I can’t speak for anyone but myself, but I was already a bit worried about LFR when it was announced. How will that work, I wondered? It’s the size and scope of a raid, and all of the art, without the heart. It doesn’t have the voices of my guild friends along with it; it has random and unpredictable people. It has that guy who will queue as a healer and then go ret instead and win the caster ring from Hagara and never say a word. It has mercenary people who are just in it for themselves, it has verbal abuse. (I’m not excluding myself from the mercenary people category, by the way). There is no benefit to being magnanimous or sharing loot or anything in LFR. It doesn’t have the jokes or the camaraderie or the time or the dedication. It doesn’t have what makes raiding fun for me. Yes, I know, it’s 1) not for me and 2) so just don’t do it then. I will stop doing it when there is no benefit for me, or I will do it and quietly do my job. But what worries me is the people who are doing it who might get the impression that they’ve experienced all the game has to offer and don’t need to seek a guild who will help them to reach those goals on ‘normal’ mode, or worse, the people who’ve never raided and are left with the impression that this is what raiding is. There’s no question whether Blizzard has managed to make a random grouping tool that enables pugs to down ‘raid’ content. For me, the question is really whether or not they should have.
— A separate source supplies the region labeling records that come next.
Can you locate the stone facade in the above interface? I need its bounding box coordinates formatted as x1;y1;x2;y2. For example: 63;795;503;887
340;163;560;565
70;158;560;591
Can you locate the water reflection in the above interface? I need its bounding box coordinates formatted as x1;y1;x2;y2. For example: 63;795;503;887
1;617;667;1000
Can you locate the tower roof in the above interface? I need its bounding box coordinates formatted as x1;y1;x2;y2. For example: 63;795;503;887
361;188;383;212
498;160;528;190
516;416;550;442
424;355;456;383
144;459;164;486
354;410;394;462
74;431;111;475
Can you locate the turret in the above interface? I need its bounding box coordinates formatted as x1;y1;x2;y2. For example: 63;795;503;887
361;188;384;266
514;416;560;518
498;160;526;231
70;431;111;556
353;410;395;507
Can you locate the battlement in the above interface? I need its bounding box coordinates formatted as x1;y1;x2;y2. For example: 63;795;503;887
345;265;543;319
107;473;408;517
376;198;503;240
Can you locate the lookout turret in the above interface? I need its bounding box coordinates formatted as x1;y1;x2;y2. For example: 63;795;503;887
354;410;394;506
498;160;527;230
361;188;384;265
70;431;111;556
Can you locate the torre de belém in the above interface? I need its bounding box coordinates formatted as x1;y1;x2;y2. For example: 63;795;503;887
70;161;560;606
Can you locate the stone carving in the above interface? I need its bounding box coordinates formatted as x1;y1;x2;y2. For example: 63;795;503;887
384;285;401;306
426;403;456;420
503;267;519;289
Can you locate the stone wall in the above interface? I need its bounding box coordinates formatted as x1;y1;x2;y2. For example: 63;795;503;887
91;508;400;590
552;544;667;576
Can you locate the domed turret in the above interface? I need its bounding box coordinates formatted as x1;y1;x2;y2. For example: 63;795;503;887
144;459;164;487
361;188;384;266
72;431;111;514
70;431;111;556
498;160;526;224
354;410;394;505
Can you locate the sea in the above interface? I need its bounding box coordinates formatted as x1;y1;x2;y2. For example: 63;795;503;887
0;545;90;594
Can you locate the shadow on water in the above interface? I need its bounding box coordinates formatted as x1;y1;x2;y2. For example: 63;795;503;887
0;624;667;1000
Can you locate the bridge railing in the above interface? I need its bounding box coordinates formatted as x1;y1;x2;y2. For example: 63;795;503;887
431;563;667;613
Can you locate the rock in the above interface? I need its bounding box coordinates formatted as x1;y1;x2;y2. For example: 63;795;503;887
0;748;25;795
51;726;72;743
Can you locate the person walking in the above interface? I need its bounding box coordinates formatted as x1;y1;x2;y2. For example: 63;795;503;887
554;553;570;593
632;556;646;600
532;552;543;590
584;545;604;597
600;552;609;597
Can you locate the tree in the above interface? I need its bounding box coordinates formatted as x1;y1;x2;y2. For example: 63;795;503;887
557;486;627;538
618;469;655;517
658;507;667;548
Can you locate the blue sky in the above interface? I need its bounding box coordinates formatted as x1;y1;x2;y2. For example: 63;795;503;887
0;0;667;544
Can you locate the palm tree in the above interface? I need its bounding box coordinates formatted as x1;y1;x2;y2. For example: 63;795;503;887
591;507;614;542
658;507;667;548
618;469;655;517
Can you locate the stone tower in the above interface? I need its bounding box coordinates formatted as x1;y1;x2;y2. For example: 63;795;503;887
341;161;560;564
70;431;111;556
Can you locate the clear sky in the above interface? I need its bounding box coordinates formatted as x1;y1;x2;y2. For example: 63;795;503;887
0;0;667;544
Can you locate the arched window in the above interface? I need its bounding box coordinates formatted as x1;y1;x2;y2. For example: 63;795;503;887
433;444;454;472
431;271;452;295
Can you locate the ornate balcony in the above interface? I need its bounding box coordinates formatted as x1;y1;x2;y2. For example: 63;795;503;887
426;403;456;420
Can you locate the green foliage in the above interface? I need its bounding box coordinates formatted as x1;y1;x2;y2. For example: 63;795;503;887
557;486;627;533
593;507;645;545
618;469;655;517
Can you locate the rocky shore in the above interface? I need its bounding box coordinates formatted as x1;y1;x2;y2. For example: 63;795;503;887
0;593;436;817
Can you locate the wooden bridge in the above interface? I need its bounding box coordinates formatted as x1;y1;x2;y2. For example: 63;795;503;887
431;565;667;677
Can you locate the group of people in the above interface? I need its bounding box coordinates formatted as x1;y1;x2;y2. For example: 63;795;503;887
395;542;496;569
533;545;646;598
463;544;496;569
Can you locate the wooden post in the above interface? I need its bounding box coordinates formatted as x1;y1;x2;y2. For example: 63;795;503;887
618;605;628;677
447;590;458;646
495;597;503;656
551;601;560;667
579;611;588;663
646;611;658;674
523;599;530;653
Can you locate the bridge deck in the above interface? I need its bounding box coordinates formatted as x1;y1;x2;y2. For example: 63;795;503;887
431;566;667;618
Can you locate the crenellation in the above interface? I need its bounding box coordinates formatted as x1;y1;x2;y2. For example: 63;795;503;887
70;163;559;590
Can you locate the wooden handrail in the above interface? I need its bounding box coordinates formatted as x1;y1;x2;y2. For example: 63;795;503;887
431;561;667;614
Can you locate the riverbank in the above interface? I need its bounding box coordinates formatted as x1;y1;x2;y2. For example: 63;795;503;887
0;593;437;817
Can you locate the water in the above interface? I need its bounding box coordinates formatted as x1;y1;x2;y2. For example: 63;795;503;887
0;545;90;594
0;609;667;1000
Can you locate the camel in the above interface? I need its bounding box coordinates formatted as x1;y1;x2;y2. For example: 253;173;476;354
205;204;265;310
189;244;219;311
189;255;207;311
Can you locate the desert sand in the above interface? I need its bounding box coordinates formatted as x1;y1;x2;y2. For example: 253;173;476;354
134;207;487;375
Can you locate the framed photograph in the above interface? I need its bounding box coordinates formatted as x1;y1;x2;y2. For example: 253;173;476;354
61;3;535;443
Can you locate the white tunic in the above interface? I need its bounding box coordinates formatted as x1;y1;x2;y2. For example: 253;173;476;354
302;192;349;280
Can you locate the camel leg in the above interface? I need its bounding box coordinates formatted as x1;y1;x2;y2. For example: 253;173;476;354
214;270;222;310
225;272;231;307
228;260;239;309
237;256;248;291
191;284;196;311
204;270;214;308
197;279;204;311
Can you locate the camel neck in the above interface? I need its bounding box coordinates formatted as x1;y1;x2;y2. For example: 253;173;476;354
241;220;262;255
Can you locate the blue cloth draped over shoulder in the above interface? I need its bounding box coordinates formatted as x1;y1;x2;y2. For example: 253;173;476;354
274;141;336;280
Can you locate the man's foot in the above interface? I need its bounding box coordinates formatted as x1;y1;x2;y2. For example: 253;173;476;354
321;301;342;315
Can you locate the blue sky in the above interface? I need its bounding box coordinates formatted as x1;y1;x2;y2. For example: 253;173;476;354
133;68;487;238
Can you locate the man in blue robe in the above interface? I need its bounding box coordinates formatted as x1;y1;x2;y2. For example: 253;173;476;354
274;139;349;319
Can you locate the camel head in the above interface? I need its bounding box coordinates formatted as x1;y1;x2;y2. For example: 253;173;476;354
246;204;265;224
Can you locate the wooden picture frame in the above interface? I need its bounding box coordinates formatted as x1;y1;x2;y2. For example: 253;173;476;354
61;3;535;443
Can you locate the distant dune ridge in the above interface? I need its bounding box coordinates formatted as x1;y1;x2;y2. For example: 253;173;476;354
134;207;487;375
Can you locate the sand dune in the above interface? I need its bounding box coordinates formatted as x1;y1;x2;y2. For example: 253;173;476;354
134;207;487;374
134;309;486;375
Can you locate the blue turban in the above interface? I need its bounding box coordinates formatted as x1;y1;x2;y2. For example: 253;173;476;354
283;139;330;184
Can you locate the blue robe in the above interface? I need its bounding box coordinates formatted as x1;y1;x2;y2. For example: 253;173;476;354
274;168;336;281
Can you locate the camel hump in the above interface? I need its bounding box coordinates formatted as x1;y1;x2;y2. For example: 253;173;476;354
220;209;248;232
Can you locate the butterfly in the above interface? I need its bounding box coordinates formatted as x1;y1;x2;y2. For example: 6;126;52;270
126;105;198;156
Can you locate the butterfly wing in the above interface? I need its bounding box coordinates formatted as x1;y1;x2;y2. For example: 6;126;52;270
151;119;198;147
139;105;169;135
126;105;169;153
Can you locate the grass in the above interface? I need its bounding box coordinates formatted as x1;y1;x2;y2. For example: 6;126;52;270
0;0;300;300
What do you think? Please don’t hesitate to respond and say that you love LFR and are really happy with it, and your reasons why. I don’t consider my opinion any kind of definitive one here, it’s just mine, nor am I going to argue or get defensive with you. LFR has enabled me to get three pieces of loot I wouldn’t have obtained from our regular raids – and I’ve been doing it because I know it can help me perform better for my actual raid. I know many of my guildies have been doing the same. I’ve already seen a marked drop in overall LFR speed and efficiency since the first week, though. I wonder what it’s going to be like a month from now? I’m interested to hear what you have to say about all of this, whether good or bad.